By Ishaq Siddiqi
Of DOW JONES NEWSWIRES
LONDON (Dow Jones)--European stocks markets were largely flat Friday, attempting to push higher on Wall Street's stellar performance overnight after U.S. third-quarter gross domestic product surprised to the upside and calmed nerves. Still, investors lacked conviction to push the market higher Friday, wary of putting more money on the table given the markets' current strength.
The better-than-expected and broadly-based rebound in U.S. third-quarter gross domestic product was greeted with a relief rally in risk assets "but we are reserving judgment on the sustainability of the bounce or whether this is an opportunity to sell," said Kenneth Broux, market economist at Lloyds Banking Group.
"We have pointed out how the early data points for October have disappointed and testify to a more sombre mood among U.S. households, risking deflating output in the fourth quarter," he said.
Despite inspiring investors to buy overnight, the U.S. GDP data release still included plenty of meat for the bears, notably the fact that 'cash for clunkers' auto sales contributed around half the growth. The jump in homebuilding may also have been driven by temporary incentives, said Ian Williams, strategist at Altium Securities.
At 0900 GMT, the Dow Jones Stoxx 600 index was up 0.3% at 242.59, London's FTSE 100 index was up 0.3% to 5154.25, Frankfurt's DAX index was flat, 0.1% lower at 5586.89, and the CAC-40 index in Paris was also flat, 0.1% higher at 3718.35.
Now that U.S. GDP has been cleared, there are another two short-term mines on the statistic road map, said Daniel Roy, head of equity derivatives strategy at Newedge Group. "First is the October final reading of the University of Michigan consumer confidence index, to be released 1355 GMT. Consensus may be high, at 70.0, when taking into account that the Conference Board consumer confidence indicator declined to 47.7 in October, from a prior reading of 53.5," he said.
And the October ISM manufacturing data are going to be another difficult release to go through, expected Nov. 2 at 1500 GMT, said Roy. "The first business day of every month is indeed the most volatile on equity markets, due largely to this," he added.
On Wall Street Thursday, the Dow Jones Industrial Average closed up 2.0% at 9962.58, marking its biggest point gain since July 15 and its biggest percentage move since July 23. With the surge, the Dow is only 1.3% from its 2009 closing high of 10,092.19, hit on Oct. 19.
Among other measures, the Standard & Poor's 500 rose 2.2% to 1066.11, breaking a string of four straight losses. With one day left for October, the S&P 500 is up 0.8% for the month.
Earnings had little to do with the session's gains, as traders cheered the GDP figure.
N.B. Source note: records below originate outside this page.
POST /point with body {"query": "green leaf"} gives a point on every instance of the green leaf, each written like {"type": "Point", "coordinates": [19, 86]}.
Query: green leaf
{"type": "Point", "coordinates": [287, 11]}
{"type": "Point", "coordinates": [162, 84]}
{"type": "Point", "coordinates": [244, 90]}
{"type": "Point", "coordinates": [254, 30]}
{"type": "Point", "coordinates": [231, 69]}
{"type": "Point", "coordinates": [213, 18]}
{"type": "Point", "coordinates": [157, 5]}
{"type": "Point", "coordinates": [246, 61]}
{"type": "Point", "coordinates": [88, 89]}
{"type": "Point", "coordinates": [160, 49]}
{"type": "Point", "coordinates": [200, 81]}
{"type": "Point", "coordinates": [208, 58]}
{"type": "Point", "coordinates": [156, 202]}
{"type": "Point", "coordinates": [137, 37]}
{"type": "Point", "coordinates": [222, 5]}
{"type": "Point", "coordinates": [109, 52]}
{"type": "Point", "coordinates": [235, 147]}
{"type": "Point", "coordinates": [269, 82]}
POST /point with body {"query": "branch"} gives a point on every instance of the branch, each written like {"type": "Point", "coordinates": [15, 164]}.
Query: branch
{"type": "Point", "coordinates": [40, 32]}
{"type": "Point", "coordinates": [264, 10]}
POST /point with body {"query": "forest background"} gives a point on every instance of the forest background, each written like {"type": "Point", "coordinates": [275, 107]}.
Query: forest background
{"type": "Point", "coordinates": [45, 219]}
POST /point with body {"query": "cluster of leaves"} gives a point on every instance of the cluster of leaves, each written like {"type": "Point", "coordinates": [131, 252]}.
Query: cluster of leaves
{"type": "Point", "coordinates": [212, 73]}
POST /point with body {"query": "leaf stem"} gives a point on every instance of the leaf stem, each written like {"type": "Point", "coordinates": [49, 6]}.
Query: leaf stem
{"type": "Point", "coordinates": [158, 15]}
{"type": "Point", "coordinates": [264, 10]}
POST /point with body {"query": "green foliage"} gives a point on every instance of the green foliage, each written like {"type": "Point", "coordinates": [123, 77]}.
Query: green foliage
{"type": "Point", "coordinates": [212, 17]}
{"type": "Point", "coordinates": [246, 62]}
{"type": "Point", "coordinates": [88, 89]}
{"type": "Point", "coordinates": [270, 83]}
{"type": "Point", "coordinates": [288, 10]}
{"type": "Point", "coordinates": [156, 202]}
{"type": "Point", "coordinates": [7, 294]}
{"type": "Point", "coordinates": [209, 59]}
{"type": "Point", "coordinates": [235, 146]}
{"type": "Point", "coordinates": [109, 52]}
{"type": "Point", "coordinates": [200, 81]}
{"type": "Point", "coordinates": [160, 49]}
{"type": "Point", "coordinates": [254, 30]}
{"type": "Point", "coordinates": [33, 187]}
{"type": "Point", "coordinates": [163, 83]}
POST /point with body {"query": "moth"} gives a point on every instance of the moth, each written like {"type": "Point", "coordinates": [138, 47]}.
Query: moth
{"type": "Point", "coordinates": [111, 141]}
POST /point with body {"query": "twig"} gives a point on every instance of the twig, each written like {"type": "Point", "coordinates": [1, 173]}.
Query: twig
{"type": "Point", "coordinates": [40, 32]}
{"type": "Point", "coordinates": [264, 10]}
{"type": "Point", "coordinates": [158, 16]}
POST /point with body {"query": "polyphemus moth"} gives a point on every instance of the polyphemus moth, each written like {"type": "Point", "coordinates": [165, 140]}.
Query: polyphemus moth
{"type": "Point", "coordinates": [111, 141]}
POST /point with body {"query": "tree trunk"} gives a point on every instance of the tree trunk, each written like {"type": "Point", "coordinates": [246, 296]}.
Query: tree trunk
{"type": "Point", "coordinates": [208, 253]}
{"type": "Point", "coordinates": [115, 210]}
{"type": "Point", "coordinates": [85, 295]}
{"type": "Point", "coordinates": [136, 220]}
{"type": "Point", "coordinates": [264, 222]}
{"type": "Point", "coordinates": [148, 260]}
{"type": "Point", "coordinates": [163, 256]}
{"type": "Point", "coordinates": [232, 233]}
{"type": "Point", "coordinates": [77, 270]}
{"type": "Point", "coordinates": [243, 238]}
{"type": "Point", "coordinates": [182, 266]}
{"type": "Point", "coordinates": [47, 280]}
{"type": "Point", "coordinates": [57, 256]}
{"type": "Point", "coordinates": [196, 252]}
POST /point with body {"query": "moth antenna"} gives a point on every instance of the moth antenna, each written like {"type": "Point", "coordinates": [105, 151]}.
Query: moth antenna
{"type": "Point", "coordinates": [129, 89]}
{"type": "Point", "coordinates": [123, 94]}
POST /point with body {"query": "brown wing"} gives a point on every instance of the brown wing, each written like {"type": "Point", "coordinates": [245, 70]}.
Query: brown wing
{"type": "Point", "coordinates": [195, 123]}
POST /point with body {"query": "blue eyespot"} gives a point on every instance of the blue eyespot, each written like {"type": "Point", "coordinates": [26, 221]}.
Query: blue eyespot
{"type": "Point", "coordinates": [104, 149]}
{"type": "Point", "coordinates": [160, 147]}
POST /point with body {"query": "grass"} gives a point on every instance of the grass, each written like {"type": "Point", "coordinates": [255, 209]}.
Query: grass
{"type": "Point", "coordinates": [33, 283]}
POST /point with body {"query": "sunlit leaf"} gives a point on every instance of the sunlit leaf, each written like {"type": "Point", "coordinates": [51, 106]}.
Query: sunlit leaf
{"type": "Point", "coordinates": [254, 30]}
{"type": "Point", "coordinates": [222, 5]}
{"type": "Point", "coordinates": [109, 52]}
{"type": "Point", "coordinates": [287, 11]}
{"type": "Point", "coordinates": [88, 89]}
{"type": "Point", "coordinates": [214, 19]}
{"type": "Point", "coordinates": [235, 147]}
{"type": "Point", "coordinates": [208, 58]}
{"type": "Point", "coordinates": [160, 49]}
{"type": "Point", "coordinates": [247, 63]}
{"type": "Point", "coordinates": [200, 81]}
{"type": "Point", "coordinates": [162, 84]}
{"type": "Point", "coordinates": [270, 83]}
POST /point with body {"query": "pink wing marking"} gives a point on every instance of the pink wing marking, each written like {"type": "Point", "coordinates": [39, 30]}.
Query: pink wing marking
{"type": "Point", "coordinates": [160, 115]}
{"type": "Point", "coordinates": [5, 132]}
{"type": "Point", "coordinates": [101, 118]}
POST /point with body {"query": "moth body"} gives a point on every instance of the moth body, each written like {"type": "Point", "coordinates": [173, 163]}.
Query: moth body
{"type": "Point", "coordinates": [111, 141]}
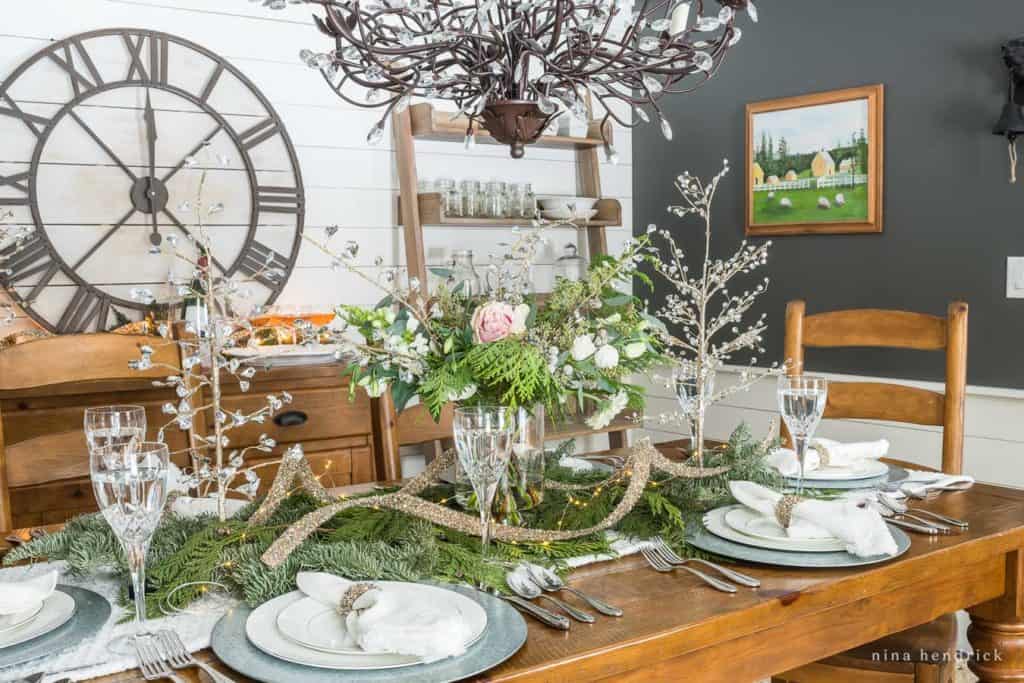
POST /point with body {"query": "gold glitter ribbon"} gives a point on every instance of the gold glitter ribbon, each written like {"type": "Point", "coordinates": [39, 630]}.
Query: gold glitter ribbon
{"type": "Point", "coordinates": [643, 458]}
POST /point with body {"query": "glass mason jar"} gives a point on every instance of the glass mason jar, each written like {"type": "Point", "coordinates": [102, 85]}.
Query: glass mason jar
{"type": "Point", "coordinates": [464, 273]}
{"type": "Point", "coordinates": [570, 265]}
{"type": "Point", "coordinates": [528, 202]}
{"type": "Point", "coordinates": [470, 198]}
{"type": "Point", "coordinates": [495, 199]}
{"type": "Point", "coordinates": [521, 486]}
{"type": "Point", "coordinates": [513, 201]}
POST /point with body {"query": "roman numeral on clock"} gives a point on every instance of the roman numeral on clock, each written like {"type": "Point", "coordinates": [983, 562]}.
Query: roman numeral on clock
{"type": "Point", "coordinates": [84, 78]}
{"type": "Point", "coordinates": [86, 307]}
{"type": "Point", "coordinates": [259, 133]}
{"type": "Point", "coordinates": [263, 264]}
{"type": "Point", "coordinates": [148, 58]}
{"type": "Point", "coordinates": [29, 258]}
{"type": "Point", "coordinates": [271, 199]}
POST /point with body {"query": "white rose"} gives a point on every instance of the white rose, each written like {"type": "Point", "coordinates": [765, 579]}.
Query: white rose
{"type": "Point", "coordinates": [635, 350]}
{"type": "Point", "coordinates": [519, 315]}
{"type": "Point", "coordinates": [583, 347]}
{"type": "Point", "coordinates": [606, 356]}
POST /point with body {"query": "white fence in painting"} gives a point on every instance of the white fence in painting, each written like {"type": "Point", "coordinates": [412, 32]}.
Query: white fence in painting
{"type": "Point", "coordinates": [841, 180]}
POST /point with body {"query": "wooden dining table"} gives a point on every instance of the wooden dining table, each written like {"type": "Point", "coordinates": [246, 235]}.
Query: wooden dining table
{"type": "Point", "coordinates": [676, 629]}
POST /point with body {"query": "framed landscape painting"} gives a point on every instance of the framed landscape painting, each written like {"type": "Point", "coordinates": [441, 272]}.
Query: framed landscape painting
{"type": "Point", "coordinates": [814, 163]}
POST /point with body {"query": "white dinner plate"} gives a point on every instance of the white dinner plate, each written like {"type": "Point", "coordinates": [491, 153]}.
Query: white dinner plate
{"type": "Point", "coordinates": [715, 522]}
{"type": "Point", "coordinates": [8, 622]}
{"type": "Point", "coordinates": [865, 470]}
{"type": "Point", "coordinates": [320, 627]}
{"type": "Point", "coordinates": [56, 610]}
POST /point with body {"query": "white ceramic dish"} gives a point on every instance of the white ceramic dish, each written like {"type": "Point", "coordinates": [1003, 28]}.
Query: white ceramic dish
{"type": "Point", "coordinates": [55, 611]}
{"type": "Point", "coordinates": [865, 470]}
{"type": "Point", "coordinates": [715, 521]}
{"type": "Point", "coordinates": [317, 626]}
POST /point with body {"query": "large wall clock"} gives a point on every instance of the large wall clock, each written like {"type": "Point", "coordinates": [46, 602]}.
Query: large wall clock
{"type": "Point", "coordinates": [116, 128]}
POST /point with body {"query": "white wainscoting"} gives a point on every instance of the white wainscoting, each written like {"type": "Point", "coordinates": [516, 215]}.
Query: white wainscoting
{"type": "Point", "coordinates": [347, 182]}
{"type": "Point", "coordinates": [994, 432]}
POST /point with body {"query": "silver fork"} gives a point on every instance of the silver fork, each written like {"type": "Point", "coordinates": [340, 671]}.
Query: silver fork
{"type": "Point", "coordinates": [179, 656]}
{"type": "Point", "coordinates": [659, 564]}
{"type": "Point", "coordinates": [152, 664]}
{"type": "Point", "coordinates": [670, 555]}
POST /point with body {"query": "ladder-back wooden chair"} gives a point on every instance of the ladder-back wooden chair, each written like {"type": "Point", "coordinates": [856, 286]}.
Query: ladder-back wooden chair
{"type": "Point", "coordinates": [45, 386]}
{"type": "Point", "coordinates": [911, 653]}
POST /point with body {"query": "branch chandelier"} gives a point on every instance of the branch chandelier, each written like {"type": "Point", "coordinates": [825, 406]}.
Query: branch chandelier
{"type": "Point", "coordinates": [512, 66]}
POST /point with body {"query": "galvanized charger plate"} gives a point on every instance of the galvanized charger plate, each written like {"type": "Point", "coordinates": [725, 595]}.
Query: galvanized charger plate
{"type": "Point", "coordinates": [895, 474]}
{"type": "Point", "coordinates": [505, 634]}
{"type": "Point", "coordinates": [91, 612]}
{"type": "Point", "coordinates": [708, 542]}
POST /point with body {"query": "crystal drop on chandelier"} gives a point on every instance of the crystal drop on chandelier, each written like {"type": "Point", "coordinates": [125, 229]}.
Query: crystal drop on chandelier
{"type": "Point", "coordinates": [666, 128]}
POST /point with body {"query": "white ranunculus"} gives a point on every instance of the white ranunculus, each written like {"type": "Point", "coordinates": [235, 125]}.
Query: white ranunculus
{"type": "Point", "coordinates": [606, 356]}
{"type": "Point", "coordinates": [519, 316]}
{"type": "Point", "coordinates": [583, 347]}
{"type": "Point", "coordinates": [635, 349]}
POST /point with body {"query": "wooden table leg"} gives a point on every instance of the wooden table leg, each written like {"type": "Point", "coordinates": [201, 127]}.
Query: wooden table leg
{"type": "Point", "coordinates": [996, 631]}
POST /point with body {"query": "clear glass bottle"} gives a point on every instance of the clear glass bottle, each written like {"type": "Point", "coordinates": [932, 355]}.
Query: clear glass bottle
{"type": "Point", "coordinates": [528, 202]}
{"type": "Point", "coordinates": [464, 273]}
{"type": "Point", "coordinates": [470, 198]}
{"type": "Point", "coordinates": [513, 201]}
{"type": "Point", "coordinates": [570, 265]}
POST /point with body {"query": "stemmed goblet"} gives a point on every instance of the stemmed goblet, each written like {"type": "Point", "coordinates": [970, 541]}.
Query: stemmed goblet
{"type": "Point", "coordinates": [130, 481]}
{"type": "Point", "coordinates": [802, 401]}
{"type": "Point", "coordinates": [483, 443]}
{"type": "Point", "coordinates": [114, 425]}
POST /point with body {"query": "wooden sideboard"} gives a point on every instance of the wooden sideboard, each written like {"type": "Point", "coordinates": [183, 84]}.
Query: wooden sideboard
{"type": "Point", "coordinates": [336, 433]}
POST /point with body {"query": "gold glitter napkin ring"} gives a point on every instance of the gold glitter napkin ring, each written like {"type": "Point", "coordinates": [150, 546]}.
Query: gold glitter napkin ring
{"type": "Point", "coordinates": [783, 509]}
{"type": "Point", "coordinates": [354, 592]}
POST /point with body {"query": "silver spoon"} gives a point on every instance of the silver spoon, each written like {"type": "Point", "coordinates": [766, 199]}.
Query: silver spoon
{"type": "Point", "coordinates": [522, 586]}
{"type": "Point", "coordinates": [551, 582]}
{"type": "Point", "coordinates": [901, 508]}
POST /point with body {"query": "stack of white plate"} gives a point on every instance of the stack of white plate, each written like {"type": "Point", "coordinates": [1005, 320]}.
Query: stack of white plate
{"type": "Point", "coordinates": [298, 629]}
{"type": "Point", "coordinates": [740, 524]}
{"type": "Point", "coordinates": [37, 620]}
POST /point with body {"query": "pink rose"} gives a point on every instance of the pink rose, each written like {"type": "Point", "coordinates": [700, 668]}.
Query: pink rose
{"type": "Point", "coordinates": [493, 322]}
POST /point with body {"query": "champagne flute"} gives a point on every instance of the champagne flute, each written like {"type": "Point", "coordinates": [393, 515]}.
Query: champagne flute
{"type": "Point", "coordinates": [129, 480]}
{"type": "Point", "coordinates": [114, 425]}
{"type": "Point", "coordinates": [483, 443]}
{"type": "Point", "coordinates": [802, 401]}
{"type": "Point", "coordinates": [692, 392]}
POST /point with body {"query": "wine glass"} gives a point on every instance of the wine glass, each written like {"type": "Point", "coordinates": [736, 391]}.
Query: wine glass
{"type": "Point", "coordinates": [114, 425]}
{"type": "Point", "coordinates": [129, 480]}
{"type": "Point", "coordinates": [483, 443]}
{"type": "Point", "coordinates": [802, 401]}
{"type": "Point", "coordinates": [692, 393]}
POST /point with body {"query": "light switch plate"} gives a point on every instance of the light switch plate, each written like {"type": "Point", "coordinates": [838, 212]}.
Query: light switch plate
{"type": "Point", "coordinates": [1015, 276]}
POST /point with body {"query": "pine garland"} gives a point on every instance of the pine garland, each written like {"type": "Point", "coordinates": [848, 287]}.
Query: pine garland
{"type": "Point", "coordinates": [375, 544]}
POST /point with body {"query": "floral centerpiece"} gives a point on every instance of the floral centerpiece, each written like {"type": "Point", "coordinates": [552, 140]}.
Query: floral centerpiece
{"type": "Point", "coordinates": [570, 352]}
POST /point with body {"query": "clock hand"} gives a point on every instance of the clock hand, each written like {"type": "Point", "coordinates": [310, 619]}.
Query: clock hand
{"type": "Point", "coordinates": [110, 153]}
{"type": "Point", "coordinates": [151, 137]}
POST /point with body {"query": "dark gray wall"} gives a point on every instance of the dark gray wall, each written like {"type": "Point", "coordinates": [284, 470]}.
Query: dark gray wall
{"type": "Point", "coordinates": [950, 215]}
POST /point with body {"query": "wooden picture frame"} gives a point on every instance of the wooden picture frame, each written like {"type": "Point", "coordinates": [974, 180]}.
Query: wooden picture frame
{"type": "Point", "coordinates": [823, 196]}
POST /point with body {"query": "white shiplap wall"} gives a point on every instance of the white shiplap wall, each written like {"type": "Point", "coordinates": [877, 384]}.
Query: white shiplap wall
{"type": "Point", "coordinates": [347, 182]}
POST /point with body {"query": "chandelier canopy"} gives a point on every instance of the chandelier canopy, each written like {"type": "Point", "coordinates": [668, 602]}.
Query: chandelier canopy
{"type": "Point", "coordinates": [511, 66]}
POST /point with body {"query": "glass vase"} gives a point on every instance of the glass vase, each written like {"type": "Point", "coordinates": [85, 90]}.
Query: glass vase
{"type": "Point", "coordinates": [521, 487]}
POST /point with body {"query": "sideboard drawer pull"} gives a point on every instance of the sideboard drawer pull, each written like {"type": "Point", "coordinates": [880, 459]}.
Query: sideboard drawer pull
{"type": "Point", "coordinates": [291, 419]}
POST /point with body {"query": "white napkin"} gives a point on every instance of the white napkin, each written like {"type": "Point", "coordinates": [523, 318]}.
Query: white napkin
{"type": "Point", "coordinates": [387, 622]}
{"type": "Point", "coordinates": [24, 595]}
{"type": "Point", "coordinates": [840, 455]}
{"type": "Point", "coordinates": [860, 527]}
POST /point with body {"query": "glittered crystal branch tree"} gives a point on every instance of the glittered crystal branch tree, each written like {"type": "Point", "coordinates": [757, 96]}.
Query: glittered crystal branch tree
{"type": "Point", "coordinates": [511, 65]}
{"type": "Point", "coordinates": [198, 383]}
{"type": "Point", "coordinates": [707, 318]}
{"type": "Point", "coordinates": [12, 240]}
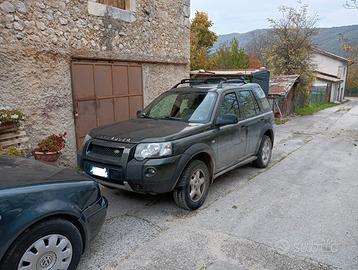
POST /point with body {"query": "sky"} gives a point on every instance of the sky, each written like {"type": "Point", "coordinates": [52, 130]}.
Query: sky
{"type": "Point", "coordinates": [240, 16]}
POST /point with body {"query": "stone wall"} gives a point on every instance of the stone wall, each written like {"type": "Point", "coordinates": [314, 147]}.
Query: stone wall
{"type": "Point", "coordinates": [38, 40]}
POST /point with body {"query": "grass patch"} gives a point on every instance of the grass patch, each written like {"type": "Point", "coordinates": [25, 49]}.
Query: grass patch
{"type": "Point", "coordinates": [313, 108]}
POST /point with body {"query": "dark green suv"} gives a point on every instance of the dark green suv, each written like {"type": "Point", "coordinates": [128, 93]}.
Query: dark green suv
{"type": "Point", "coordinates": [183, 140]}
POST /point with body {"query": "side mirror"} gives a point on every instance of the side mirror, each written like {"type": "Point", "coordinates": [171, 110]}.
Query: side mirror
{"type": "Point", "coordinates": [227, 119]}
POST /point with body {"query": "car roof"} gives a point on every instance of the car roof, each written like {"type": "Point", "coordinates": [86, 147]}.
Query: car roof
{"type": "Point", "coordinates": [18, 172]}
{"type": "Point", "coordinates": [215, 87]}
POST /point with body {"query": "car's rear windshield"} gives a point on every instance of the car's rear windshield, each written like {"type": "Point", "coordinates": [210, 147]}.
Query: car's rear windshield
{"type": "Point", "coordinates": [192, 107]}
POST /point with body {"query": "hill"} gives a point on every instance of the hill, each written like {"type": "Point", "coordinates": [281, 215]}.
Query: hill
{"type": "Point", "coordinates": [327, 39]}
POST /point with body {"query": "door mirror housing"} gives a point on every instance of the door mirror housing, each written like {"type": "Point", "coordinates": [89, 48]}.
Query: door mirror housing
{"type": "Point", "coordinates": [227, 119]}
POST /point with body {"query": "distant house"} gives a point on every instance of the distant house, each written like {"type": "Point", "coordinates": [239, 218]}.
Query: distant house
{"type": "Point", "coordinates": [331, 75]}
{"type": "Point", "coordinates": [283, 92]}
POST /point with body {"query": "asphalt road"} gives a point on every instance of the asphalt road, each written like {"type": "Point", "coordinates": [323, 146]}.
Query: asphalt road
{"type": "Point", "coordinates": [300, 213]}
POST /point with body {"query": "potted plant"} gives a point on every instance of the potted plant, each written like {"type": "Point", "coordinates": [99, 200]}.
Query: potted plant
{"type": "Point", "coordinates": [49, 149]}
{"type": "Point", "coordinates": [10, 118]}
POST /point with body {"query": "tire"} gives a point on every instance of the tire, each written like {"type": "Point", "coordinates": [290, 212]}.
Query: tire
{"type": "Point", "coordinates": [193, 186]}
{"type": "Point", "coordinates": [54, 239]}
{"type": "Point", "coordinates": [264, 153]}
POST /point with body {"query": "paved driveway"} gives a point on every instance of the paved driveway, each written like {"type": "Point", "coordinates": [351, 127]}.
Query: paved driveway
{"type": "Point", "coordinates": [301, 213]}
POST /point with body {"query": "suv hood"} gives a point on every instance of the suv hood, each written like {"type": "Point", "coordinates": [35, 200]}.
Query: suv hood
{"type": "Point", "coordinates": [146, 130]}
After early-week reports on housing, durable goods and consumer sentiment drove investors out of riskier assets, the GDP data helped drive traders back into stocks, commodities and other riskier assets.
"I don't think anyone was surprised it was a positive number, but it certainly took a little bit of this week's fear off the table as people were feeling pretty stressed," said Bernie McSherry, senior vice president with New York Stock Exchange floor broker Cuttone & Co.
The positive finish on Wall Street lent Asian markets support Friday, with the U.S. GDP data restoring some confidence in recovery prospects in the region following Thursday's losses.
Hong Kong's Hang Seng index was up 2.2% while China's Shanghai Composite was 1.1% higher. Japan's Nikkei 225 closed up 1.4%.
Still, some analysts were doubtful the gains would last. "The market doesn't seem convinced that today's recovery is the end of the downward correction," said Potter. "I wouldn't be surprised if we see further falls. The question will be what traders do in two or three days' time - will they continue to buy or sell the rally? My gut feeling is that they will sell it," Potter added.
In the European foreign exchanges, the increase in risk appetite continued to boost currencies like the euro early Friday. At 0910 GMT, the single currency was trading at $1.4832, up from $1.4822 late in New York. The dollar was slightly lower against the yen, down to Y90.91 from Y91.41.
Meanwhile, spot gold moved higher, trading at $1044.85 at 0910 GMT, up $13.47. In the oil market, crude oil remained steady after rising Thursday on hopes of a U.S. economic recovery. At 0910 GMT, Nymex December crude was down 16 cents from New York, at $79.71 per barrel.
Elsewhere, European bond markets opened steady, with little sign of the strength of the equity markets or the desire for risk resulting in more selling in the sovereign debt market. At 0910 GMT, the December bund contract stood at 121.45, up 0.24.